Pandas uses NaN (a float) for missing numerics and None for objects, which causes type coercion and inconsistent behavior. Spark uses SQL null semantics uniformly across all types. Null propagation is well-defined: any operation involving null returns null.

Pandas

df["col"].isna()
df["col"].fillna(0)
df.dropna(subset=["col"])

PySpark

F.col("col").isNull()
F.coalesce(F.col("col"), F.lit(0))
df.dropna(subset=["col"])  # same API here

Null != NaN in Spark

Spark distinguishes between null (missing) and NaN (IEEE 754 not-a-number). F.isnan() checks for NaN, .isNull() checks for null.
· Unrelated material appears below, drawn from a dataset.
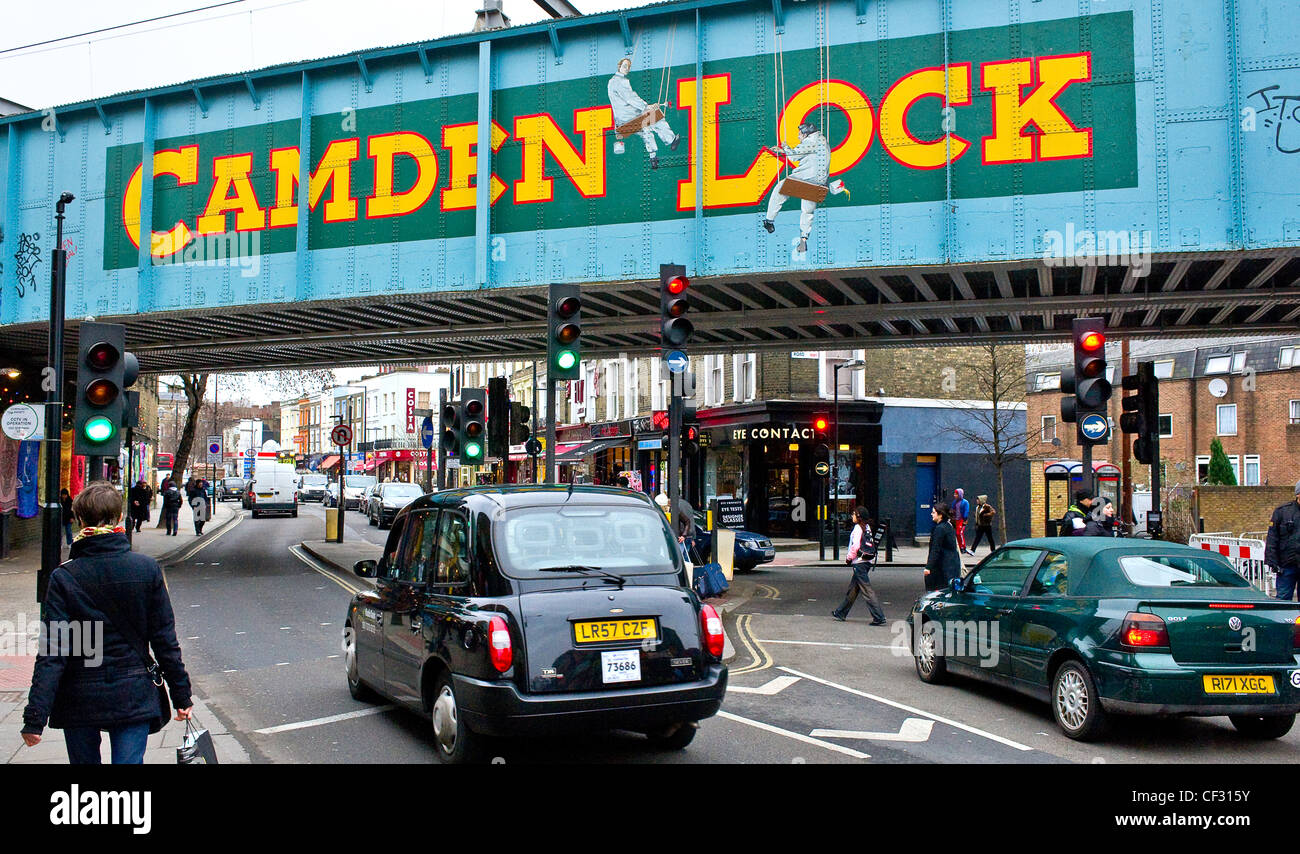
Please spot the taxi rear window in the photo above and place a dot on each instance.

They are not interchangeable. NaN == NaN is true in Spark (differs from IEEE and Pandas).

# Fill nulls with different strategies per column
df.fillna({"price": 0.0, "name": "unknown"})

# Null-safe equality (== returns null when either side is null)
df.filter(F.col("a").eqNullSafe(F.col("b")))

# Coalesce — first non-null value across columns
df.withColumn("val", F.coalesce("primary", "fallback", F.lit(0)))

Section 09

Joins

Same concept, different execution. Pandas joins happen in memory on one machine. Spark joins are distributed and the join strategy dramatically affects performance.

Pandas

pd.merge(left, right,
    on="id",
    how="left")

# Multi-key
pd.merge(left, right,
    on=["id", "date"],
    how="inner")

PySpark

left.join(right,
    on="id",
    how="left")

# Multi-key
left.join(right,
    on=["id", "date"],
    how="inner")

Join Strategies

Strategy	When	Mechanism
`Broadcast Hash Join`	One side < 10MB (default threshold)	Small table sent to all executors. No shuffle.
`Sort-Merge Join`	Both sides large	Both sides shuffled and sorted by key. Default for large-large.
`Shuffle Hash Join`	One side much smaller (but too big to broadcast)	Both sides shuffled by key, hash table built on smaller side.

# Force broadcast when you know the right side is small
from pyspark.sql.functions import broadcast
result = large_df.join(broadcast(small_df), on="key")

# Avoid duplicate columns after join with same-name keys
result = left.join(right, left["id"] == right["id"], "inner") \
    .drop(right["id"])

Skew Kills Joins

If one join key has 10M rows and all others have 100, that partition takes 100,000x longer. Solutions: salting the key, isolating the skewed value, or using spark.sql.adaptive.skewJoin.enabled=true (AQE handles this automatically in Spark 3+).